Test crawl (limit pages):

python .claude\skills\dayz-search-wiki-index\index.py --full --limit 25

Status:

python .claude\skills\dayz-search-wiki-index\index.py --status
ArgumentNotes
--fullCrawl + embed; replaces existing wiki_chunks table.
--statusPrint the wiki manifest (counts, tokens, cost).
--setup-cookieInteractive cookie capture.
--probeOne-shot API check using the cached cookie.
--max-depth NCategory recursion depth, default 6. The wiki's DayZ tree is shallow; bumping rarely helps.
--limit NOnly crawl the first N pages (alphabetic). For testing. 0 = unlimited.

Crawl scope

  • Root: Category:DayZ on community.bistudio.com
  • BFS through subcategories up to --max-depth
  • Only main-namespace pages (ns=0) are indexed.

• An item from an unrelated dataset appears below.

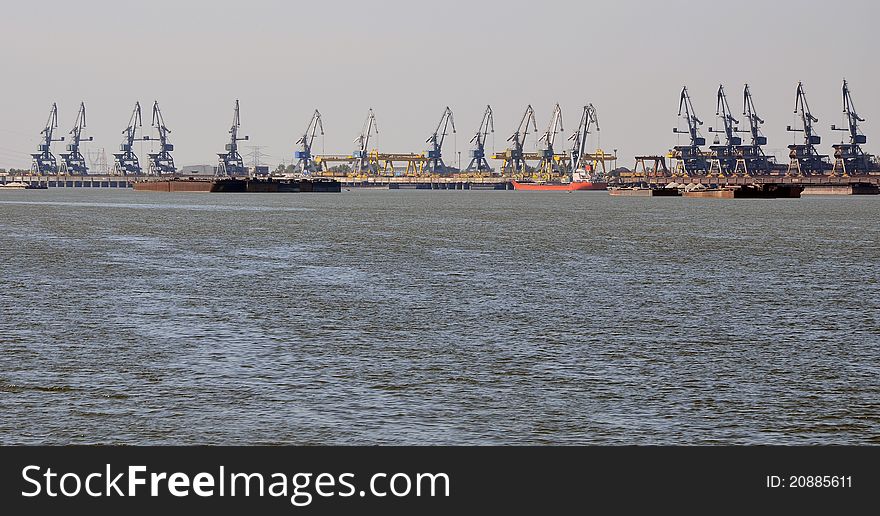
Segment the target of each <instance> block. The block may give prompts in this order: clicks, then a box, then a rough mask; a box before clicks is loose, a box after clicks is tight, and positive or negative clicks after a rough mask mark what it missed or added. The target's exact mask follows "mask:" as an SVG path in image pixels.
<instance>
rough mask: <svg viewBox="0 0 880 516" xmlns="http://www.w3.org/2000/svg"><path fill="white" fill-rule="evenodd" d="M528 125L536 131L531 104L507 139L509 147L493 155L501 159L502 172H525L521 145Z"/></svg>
mask: <svg viewBox="0 0 880 516" xmlns="http://www.w3.org/2000/svg"><path fill="white" fill-rule="evenodd" d="M529 127H531V128H532V130H533V131H534V132H538V126H537V125H536V124H535V110H534V109H532V106H531V105H529V106H527V107H526V111H525V113H523V116H522V119H520V121H519V126H518V127H517V129H516V132H514V133H513V134H512V135H511V136H510V138H508V139H507V141H508V142H510V147H508V149H507V150H505V151H504V152H503V153H502V154H500V155H499V154H496V155H495V156H493V158H495V159H500V160H503V162H502V165H501V170H502V171H503V172H505V173H508V174H510V173H516V172H519V173H525V172H526V168H527V165H526V160H525V154H524V152H523V146H524V145H525V142H526V137H527V136H528V135H529Z"/></svg>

Talk pages, user pages, and category description pages are skipped.
  • Pages reached via multiple categories are deduplicated by title.

Chunking

Per wikitext section (split on == headings). Each chunk gets parent_context like "Page Title > Section > Subsection" so search hits are self-locating. Sections under MIN_CHUNK_CHARS are dropped (boilerplate, stub See-Also lists). Sections over MAX_CHUNK_CHARS are split on paragraph boundaries.

Cost expectations

  • Wiki size: ~500-1500 pages depending on what's filed under Category:DayZ.
  • Chunks: ~3-10k typical (each page → 3-15 sections).
  • Tokens: ~5-15M for a full crawl.
  • Cost via voyage-code-3: ~$1-3 per rebuild. Comfortably inside the 200M Voyage free tier.

After indexing

Restart Claude Code so the dayz-rag MCP server picks up the new wiki_chunks table. The new search tool is mcp__dayz-rag__search_dayz_wiki(query, top_k) (added to the MCP server alongside the existing source-search tool).

Refuses to run if

  • VOYAGE_API_KEY is missing.
  • Cookie cache is missing (run --setup-cookie).
  • The API returns a Cloudflare challenge body instead of JSON (cookie stale).

Do not

  • Don't scrape rendered HTML pages — Cloudflare challenges those harder than the API. Always go through /wikidata/api.php.
  • Don't crank --max-depth past ~8. Wiki categories form cycles in places; the BFS dedupe handles cycles, but very deep walks pull in tangentially-related content.
  • Don't commit .claude/local-memory/dayz-wiki-cookie.json — it's in .gitignore for a reason. Cookies are user-specific and short-lived.
  • Don't share your cf_clearance cookie. It's bound to your IP + UA; rotating it through someone else's session can invalidate it for everyone.
  • Don't run this concurrently with /dayz-search-index --full — both write to the same LanceDB. Sequence them.